My father, engrossed in his business, had remained in the city. He regretted having purchased this estate which he had acquired at my mother's insistence.
"You're the one who wanted this country house," he said. "Go out there if you wish but don't force me to go. Besides, my dear Anna, you can rest assured that I'm going to resell it at the first opportunity."
"But, dear," said my mother, "you have no idea how much good the country air will do the children…"
"Yes, yes, I know," replied my father, consulting his notebook and taking his hat, "I gave way to your whim but I was wrong."
So my mother left for her campagne, as she put it, intending to make the most of what might prove to be a short stay.
She was accompanied by a younger, still unmarried sister, a maid, by myself, her only son, and by one of my sisters who was a year older than I.
We arrived in the best of spirits at the country house, which the people of that district had nicknamed Le Chateau.
Le Chateau, which was an old dwelling no doubt dating from the 17th century, had once belonged to wealthy farmers.
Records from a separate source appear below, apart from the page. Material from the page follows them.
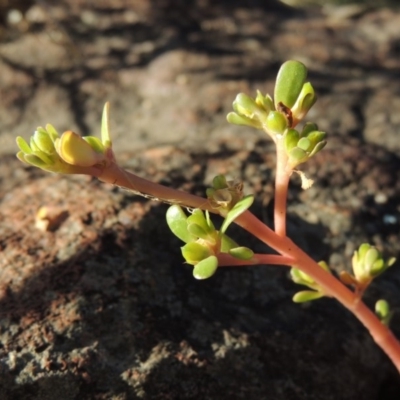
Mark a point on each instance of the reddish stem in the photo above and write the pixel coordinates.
(281, 188)
(291, 254)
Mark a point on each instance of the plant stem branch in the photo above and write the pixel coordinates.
(281, 188)
(291, 254)
(226, 260)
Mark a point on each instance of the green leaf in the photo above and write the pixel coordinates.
(35, 161)
(290, 138)
(195, 252)
(240, 207)
(308, 128)
(242, 253)
(23, 146)
(227, 243)
(304, 144)
(205, 268)
(289, 83)
(53, 134)
(306, 295)
(236, 119)
(177, 222)
(219, 182)
(105, 126)
(297, 155)
(276, 123)
(197, 231)
(44, 157)
(198, 218)
(43, 141)
(95, 143)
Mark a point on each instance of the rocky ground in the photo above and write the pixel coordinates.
(101, 306)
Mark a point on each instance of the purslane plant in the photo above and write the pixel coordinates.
(207, 248)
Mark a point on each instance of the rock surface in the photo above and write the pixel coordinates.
(101, 306)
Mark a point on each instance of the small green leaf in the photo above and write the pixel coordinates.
(236, 119)
(198, 218)
(307, 295)
(95, 143)
(276, 123)
(35, 161)
(43, 141)
(195, 252)
(23, 146)
(289, 83)
(382, 310)
(297, 156)
(304, 144)
(44, 157)
(197, 231)
(227, 243)
(205, 268)
(105, 126)
(53, 134)
(265, 102)
(242, 253)
(291, 137)
(219, 182)
(240, 207)
(177, 222)
(308, 128)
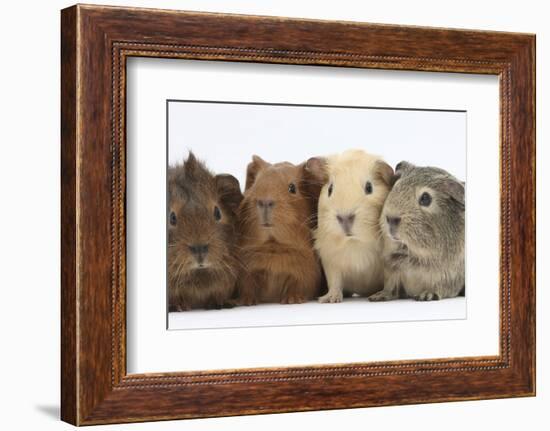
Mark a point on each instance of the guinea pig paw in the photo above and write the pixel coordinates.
(381, 296)
(247, 301)
(331, 297)
(427, 295)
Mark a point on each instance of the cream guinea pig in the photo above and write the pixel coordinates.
(348, 237)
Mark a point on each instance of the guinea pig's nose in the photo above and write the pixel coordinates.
(346, 221)
(266, 203)
(393, 222)
(199, 251)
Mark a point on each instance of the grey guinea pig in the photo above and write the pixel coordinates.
(423, 228)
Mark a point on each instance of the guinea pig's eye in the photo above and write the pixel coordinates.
(425, 199)
(368, 188)
(292, 188)
(173, 219)
(217, 214)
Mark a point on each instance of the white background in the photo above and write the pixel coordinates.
(29, 232)
(226, 135)
(150, 82)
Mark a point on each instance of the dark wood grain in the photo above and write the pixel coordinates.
(96, 41)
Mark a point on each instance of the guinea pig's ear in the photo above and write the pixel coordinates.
(384, 173)
(229, 191)
(454, 189)
(255, 166)
(190, 165)
(401, 168)
(316, 169)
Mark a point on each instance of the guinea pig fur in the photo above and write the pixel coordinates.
(275, 220)
(348, 236)
(203, 262)
(423, 225)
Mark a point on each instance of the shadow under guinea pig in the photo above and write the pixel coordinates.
(203, 262)
(275, 221)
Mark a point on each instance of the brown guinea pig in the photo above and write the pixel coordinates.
(203, 263)
(275, 221)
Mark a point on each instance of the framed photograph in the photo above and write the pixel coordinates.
(264, 215)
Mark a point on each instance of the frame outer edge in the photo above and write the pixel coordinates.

The interior was spacious but the arrangement of the rooms was so extraordinary that the house was really rather inconvenient to live in, with numerous wasted steps occasioned by the architectural disorder. The rooms were not disposed as in ordinary houses, but were separated by a mass of dark passages, winding corridors, spiral staircases. In short, the place was a veritable labyrinth and it took several days of exploring the house before one had any real notion of the layout of the apartments.